Rasp Zero
I took a crack at making a board layout using a Raspberry PI Zero as well as a dsPIC33 microcontroller that has two hardware CAN bus interfaces. This allows all of the CAN capture and decoding to occur in the micro, as well as filtering and cross bus processing. The dsPIC is connected to the PIZero over SPI (10MHz), which provides the queuing needed for high transfer rates while logging.
One of the goals of this board was to not only support logging of data from other CAN devices but also the ability to drive other displays and dashes. I routed 4 ‘flexible’ pins from the microcontroller to the connector, as well as 4 from the Raspberry PI. The microcontroller ones can be assigned to be SPI, i2C, UART, and other generic GPIO functions. The pins from the PI are also SPI, i2C, or UART capable. That provides a ton of extra flexibility depending on how you want to use them.

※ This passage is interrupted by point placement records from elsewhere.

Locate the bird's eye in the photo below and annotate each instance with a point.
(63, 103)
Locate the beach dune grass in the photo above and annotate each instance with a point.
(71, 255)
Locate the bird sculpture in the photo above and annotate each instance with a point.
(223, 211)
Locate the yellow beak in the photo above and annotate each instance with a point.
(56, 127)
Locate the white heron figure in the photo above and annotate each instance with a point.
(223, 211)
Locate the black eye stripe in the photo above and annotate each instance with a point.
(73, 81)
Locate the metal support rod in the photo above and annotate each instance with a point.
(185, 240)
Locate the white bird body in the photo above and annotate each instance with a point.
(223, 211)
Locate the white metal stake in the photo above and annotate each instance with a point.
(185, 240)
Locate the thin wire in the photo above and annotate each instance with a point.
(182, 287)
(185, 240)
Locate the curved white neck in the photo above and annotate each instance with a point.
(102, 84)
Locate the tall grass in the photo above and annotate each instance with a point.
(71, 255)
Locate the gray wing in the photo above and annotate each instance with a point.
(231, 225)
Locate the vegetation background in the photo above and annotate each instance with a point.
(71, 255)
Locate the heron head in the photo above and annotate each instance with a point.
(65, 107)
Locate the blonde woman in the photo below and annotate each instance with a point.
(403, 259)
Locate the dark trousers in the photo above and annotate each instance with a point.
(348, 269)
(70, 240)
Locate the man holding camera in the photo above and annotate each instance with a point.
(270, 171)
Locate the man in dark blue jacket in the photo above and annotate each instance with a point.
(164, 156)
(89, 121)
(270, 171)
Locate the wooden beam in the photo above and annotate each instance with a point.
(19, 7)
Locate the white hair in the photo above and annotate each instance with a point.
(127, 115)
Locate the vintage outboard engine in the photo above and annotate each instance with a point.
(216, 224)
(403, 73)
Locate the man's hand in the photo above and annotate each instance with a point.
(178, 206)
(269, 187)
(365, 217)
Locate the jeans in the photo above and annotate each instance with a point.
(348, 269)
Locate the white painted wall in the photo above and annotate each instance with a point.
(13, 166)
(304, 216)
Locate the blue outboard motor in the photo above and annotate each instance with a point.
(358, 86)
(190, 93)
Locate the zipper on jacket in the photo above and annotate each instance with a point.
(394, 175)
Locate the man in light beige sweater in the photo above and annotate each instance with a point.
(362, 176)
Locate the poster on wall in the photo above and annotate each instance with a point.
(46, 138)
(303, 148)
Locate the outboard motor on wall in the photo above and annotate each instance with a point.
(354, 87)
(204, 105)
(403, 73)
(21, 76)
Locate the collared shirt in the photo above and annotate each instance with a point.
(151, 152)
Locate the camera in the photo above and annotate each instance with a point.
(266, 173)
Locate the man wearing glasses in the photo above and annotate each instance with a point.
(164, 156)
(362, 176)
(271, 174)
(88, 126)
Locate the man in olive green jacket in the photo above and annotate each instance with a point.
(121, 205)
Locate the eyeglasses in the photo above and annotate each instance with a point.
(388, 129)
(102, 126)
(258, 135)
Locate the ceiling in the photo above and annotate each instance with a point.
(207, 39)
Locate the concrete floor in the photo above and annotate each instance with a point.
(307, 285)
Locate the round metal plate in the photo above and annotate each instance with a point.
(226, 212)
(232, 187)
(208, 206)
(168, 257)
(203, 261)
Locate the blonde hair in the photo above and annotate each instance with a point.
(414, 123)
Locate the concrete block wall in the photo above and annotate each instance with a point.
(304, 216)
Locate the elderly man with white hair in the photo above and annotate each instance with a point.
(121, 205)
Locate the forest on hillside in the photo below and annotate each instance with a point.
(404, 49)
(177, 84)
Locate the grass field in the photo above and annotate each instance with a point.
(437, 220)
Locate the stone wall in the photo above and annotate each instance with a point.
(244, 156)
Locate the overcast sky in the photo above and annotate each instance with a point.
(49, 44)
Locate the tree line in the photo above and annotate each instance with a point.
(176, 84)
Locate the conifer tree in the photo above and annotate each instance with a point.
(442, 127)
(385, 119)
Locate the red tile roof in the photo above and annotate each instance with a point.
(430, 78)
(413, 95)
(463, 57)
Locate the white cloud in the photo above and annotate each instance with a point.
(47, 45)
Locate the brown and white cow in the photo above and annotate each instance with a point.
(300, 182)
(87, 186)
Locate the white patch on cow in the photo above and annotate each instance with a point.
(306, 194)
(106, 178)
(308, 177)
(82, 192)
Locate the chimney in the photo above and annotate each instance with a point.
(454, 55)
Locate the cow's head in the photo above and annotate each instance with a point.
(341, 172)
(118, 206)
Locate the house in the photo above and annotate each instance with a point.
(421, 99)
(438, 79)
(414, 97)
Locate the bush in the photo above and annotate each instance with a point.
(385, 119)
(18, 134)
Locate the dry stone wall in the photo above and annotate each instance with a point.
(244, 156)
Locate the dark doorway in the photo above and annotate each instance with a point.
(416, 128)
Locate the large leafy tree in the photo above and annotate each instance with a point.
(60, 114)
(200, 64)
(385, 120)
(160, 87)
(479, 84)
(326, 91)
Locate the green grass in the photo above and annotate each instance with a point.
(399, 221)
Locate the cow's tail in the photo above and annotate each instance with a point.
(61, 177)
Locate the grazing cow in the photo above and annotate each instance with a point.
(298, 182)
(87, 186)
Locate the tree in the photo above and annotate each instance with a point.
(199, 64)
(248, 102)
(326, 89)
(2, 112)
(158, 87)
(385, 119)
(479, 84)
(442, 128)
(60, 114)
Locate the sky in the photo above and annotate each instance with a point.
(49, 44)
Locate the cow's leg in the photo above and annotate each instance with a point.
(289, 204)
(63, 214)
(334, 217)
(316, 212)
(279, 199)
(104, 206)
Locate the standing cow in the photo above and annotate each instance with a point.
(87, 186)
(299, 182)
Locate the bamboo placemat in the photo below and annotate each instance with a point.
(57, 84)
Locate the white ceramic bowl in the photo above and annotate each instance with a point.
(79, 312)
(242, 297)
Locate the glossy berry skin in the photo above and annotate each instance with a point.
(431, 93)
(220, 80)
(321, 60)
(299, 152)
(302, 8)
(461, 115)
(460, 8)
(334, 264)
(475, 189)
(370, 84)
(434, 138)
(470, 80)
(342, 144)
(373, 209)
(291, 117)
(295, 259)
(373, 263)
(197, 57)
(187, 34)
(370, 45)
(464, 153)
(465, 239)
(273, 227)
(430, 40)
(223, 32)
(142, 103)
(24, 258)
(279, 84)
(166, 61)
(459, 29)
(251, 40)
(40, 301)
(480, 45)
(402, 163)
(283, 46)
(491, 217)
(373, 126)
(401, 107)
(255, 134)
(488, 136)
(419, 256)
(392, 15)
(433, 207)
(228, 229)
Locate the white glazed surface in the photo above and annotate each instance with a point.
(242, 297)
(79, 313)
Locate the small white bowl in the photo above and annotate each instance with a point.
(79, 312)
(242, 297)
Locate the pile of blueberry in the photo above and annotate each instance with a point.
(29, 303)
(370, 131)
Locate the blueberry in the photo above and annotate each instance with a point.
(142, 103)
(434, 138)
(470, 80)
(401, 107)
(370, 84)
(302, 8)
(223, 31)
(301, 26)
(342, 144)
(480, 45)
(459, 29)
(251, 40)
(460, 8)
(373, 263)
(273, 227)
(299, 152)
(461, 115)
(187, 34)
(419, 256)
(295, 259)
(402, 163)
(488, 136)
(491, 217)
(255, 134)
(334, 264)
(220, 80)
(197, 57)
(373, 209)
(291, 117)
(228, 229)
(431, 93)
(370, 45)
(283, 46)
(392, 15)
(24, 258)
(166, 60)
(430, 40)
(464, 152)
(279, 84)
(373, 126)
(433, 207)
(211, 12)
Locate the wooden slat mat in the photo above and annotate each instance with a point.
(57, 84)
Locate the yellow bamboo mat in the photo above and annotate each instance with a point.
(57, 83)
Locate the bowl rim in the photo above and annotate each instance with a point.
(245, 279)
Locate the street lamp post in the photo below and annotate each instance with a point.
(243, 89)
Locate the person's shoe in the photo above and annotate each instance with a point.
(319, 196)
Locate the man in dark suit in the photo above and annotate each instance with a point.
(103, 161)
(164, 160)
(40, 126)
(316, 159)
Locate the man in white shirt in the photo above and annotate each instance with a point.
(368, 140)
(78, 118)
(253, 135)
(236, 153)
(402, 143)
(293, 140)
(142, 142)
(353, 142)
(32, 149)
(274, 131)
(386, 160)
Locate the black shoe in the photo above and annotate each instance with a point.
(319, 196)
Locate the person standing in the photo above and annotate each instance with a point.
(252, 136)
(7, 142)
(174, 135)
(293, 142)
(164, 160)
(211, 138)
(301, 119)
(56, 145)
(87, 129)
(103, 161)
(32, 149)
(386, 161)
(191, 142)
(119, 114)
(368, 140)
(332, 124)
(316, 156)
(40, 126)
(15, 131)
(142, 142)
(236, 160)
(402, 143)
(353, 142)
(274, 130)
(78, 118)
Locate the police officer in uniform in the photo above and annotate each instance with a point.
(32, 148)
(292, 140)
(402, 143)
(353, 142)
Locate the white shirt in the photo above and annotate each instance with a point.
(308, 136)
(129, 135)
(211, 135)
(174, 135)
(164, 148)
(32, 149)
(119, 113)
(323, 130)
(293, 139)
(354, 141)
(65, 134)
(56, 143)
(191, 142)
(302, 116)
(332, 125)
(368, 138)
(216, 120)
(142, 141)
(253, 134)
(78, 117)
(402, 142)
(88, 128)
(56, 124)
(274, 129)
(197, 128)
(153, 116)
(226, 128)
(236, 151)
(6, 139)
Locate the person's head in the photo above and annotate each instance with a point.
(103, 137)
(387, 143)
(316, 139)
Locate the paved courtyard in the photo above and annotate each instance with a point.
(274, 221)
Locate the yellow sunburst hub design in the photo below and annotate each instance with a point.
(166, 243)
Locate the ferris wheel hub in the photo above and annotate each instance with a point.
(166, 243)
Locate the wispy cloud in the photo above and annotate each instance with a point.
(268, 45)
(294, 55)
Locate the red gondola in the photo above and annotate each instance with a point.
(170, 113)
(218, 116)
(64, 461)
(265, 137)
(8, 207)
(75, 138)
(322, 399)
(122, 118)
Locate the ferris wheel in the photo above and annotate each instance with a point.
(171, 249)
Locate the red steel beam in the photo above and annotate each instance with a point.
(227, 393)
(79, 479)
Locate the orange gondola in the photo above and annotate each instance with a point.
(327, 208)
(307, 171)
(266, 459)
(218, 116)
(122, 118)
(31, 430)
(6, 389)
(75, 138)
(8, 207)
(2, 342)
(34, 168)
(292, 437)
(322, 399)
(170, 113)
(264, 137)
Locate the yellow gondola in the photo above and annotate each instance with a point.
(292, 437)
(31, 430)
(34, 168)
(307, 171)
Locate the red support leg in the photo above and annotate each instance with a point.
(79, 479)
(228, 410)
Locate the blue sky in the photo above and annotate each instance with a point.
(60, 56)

This particular dsPIC has a split flash feature which makes it easy to support firmware upgrades directly from the PI Zero.
The component costs are low, probably $20 plus $10 for the raspberry pi zero W.
Since the PI Zero W has wireless built in, configuration over a simple web interface will be easy to implement, as well as things like auto upload or auto email of log files, etc.
This could also be useful for some bus reverse engineering, as you have a good combination of 2 CAN buses with enough speed to do cross bus replication (so you can be a MITM of a device), plus some analog and digital inputs to help correlate things, all over a simple web interface.
I used a mixture of surface mount and through hole stuff as this is a prototype and I already have a bunch of the through hole parts sitting here. For the final rev I will switch most of that stuff over to surface mount.